Qwen-RobotManip is a vision-language-action (VLA) model from Alibaba's Qwen team, designed to govern dexterous robotic arm manipulation. Released June 16, 2026 as part of the Qwen-Robot Suite with Qwen-RobotNav and Qwen-RobotWorld, it combines a Qwen3.5-4B vision-language backbone with a 1.15-billion-parameter Diffusion Transformer (DiT) action decoder trained through flow matching.
TL;DR
- Generalist VLA for dexterous arm control: ranked 1st on RoboChallenge generalist track with 45% task success rate and process score 59.83
- Built on Qwen3.5-4B + 1.15B DiT action decoder; trained on 38,100+ hours of open-source manipulation data
- Beats specialist per-platform models by enabling cross-embodiment transfer with a single policy checkpoint
The model's core design challenge was making large-scale training on heterogeneous robot data coherent rather than conflicting. Different robotic platforms encode state and action in incompatible formats. Qwen-RobotManip addresses this with a canonical alignment scheme: all states and actions are mapped to a unified 80-dimensional vector covering single-arm, dual-arm, dexterous hand, and mobile base configurations. Per-dimension binary masks ensure gradients flow only through slots relevant to each embodiment, so different platforms share representation space without interfering with each other.
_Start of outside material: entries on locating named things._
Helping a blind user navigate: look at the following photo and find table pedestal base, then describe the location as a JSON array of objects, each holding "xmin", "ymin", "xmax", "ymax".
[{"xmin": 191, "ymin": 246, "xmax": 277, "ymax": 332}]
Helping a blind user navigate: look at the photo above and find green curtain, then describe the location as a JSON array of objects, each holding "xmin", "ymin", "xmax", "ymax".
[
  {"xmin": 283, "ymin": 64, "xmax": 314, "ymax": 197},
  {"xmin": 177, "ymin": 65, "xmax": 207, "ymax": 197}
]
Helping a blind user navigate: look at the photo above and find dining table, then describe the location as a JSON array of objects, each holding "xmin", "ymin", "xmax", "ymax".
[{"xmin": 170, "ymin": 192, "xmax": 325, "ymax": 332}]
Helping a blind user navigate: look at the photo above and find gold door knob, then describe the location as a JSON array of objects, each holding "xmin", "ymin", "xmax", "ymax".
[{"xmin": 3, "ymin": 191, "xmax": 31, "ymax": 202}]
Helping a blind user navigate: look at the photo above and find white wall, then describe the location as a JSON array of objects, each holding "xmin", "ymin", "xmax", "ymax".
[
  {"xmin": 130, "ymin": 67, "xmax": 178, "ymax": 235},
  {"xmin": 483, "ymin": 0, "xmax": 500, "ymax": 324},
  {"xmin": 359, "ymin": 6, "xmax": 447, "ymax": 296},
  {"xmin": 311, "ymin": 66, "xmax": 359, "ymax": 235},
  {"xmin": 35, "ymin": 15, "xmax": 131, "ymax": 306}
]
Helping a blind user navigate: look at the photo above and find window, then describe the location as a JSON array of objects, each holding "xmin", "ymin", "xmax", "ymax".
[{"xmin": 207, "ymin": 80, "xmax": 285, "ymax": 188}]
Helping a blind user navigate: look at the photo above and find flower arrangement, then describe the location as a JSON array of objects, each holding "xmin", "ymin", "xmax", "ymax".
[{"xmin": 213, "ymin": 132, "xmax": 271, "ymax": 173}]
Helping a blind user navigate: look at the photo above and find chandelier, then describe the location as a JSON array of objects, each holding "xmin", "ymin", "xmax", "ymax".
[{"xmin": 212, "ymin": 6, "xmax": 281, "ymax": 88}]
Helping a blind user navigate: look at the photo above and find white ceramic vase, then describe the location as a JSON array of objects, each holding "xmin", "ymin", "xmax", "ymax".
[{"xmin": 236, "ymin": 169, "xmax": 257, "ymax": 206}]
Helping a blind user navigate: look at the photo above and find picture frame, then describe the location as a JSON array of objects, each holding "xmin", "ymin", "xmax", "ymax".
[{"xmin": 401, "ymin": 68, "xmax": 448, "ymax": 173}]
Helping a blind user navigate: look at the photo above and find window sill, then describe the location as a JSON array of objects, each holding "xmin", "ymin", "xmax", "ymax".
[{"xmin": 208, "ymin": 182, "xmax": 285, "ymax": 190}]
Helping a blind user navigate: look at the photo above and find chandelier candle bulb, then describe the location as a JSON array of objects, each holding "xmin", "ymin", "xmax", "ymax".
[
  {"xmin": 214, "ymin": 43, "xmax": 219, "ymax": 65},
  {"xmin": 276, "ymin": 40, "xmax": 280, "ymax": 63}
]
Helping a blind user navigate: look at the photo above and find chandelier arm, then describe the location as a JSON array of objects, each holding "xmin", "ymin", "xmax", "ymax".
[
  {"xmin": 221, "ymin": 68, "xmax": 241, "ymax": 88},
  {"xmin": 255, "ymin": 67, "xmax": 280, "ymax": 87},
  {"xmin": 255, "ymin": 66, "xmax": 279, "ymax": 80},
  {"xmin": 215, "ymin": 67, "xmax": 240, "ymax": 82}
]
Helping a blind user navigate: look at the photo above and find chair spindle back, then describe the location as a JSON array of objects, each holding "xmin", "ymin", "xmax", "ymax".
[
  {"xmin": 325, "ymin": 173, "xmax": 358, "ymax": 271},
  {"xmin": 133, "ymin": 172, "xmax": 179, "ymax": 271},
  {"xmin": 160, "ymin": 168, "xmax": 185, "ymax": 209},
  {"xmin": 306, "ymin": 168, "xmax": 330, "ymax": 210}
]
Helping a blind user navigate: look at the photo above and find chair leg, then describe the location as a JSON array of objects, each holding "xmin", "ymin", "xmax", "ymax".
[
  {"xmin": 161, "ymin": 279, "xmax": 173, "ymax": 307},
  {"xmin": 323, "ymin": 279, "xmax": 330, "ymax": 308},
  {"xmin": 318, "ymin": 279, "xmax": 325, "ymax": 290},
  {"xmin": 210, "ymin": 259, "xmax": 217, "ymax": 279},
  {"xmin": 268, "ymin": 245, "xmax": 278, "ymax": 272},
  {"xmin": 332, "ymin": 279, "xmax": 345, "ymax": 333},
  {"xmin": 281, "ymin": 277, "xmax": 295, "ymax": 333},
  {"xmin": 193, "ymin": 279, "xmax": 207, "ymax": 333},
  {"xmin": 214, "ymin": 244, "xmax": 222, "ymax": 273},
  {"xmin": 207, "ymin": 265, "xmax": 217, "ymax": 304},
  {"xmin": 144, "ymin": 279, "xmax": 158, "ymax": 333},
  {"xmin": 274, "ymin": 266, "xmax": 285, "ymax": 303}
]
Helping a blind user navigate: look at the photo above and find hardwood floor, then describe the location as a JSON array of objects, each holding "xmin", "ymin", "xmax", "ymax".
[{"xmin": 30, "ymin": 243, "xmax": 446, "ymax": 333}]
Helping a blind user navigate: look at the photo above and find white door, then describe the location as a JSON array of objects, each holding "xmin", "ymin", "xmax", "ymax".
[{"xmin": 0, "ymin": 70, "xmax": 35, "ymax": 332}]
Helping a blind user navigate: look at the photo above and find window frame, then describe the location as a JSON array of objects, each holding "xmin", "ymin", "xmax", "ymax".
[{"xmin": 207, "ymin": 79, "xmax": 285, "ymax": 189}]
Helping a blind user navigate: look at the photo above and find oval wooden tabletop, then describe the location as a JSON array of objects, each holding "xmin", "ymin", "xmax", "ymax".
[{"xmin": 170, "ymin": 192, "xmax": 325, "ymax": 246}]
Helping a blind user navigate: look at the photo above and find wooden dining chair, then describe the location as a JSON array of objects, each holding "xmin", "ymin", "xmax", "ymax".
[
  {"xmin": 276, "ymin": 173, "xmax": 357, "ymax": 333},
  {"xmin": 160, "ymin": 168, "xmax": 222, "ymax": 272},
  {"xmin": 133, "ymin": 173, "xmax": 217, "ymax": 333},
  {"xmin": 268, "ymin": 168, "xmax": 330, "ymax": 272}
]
End-effector actions are expressed as deltas in camera coordinate space rather than each robot's native base frame. This single choice makes visually similar actions - grasping, picking, placing - numerically proximate across mechanically different arms, which is what makes the pretraining corpus cohere at scale.
Key Specifications
| Specification | Details |
|---|---|
| Provider | Alibaba (Qwen Team) |
| Model Family | Qwen-Robot |
| Architecture | Qwen3.5-4B VL backbone + 1.15B DiT flow-matching action decoder |
| Parameters | ~5.15B total (not officially disclosed as a single number) |
| Context Window | Not disclosed |
| Input Price | Not disclosed - enterprise pilot via Alibaba Cloud |
| Output Price | Not disclosed - enterprise pilot via Alibaba Cloud |
| Release Date | June 16, 2026 |
| License | Proprietary (weights not publicly released as of launch) |
| Training Data | 38,100+ hours open-source robotic and human demonstration data |
Benchmark Performance
Qwen-RobotManip topped the RoboChallenge Table30 v1 Generalist Track, which spans 30 tasks across four robot platforms. The Qwen-VLA unified model (which Qwen-RobotManip powers for manipulation) also shows strong numbers across standard simulation suites.
| Benchmark | Qwen-RobotManip / Qwen-VLA | Notes |
|---|---|---|
| RoboChallenge Generalist (Task Success) | 45% | 1st place |
| RoboChallenge Generalist (Process Score) | 59.83 | ~20 points above runner-up |
| LIBERO | 97.9% | Simulation suite |
| RoboTwin-Easy | 86.1% | Simulation suite |
| RoboTwin-Hard | 87.2% | Simulation suite |
| Simpler-WidowX | 73.7% | Sim-to-real transfer |
| ALOHA dual-arm in-domain | 83.6% | Real-world bimanual |
| ALOHA dual-arm OOD | 76.9% | Real-world bimanual, out-of-distribution |
| DOMINO zero-shot dynamic | 26.6% | Dynamic manipulation, zero-shot |
The LIBERO score of 97.9% is strong enough to be near-saturating that benchmark, which is worth noting - the more informative numbers are the real-world ALOHA figures and DOMINO. A 76.9% OOD success rate on ALOHA bimanual tasks is meaningful, since out-of-distribution generalization is where most robot policies fall apart. The DOMINO zero-shot result at 26.6% is lower but reflects a harder, purposefully unseen dynamic manipulation regime.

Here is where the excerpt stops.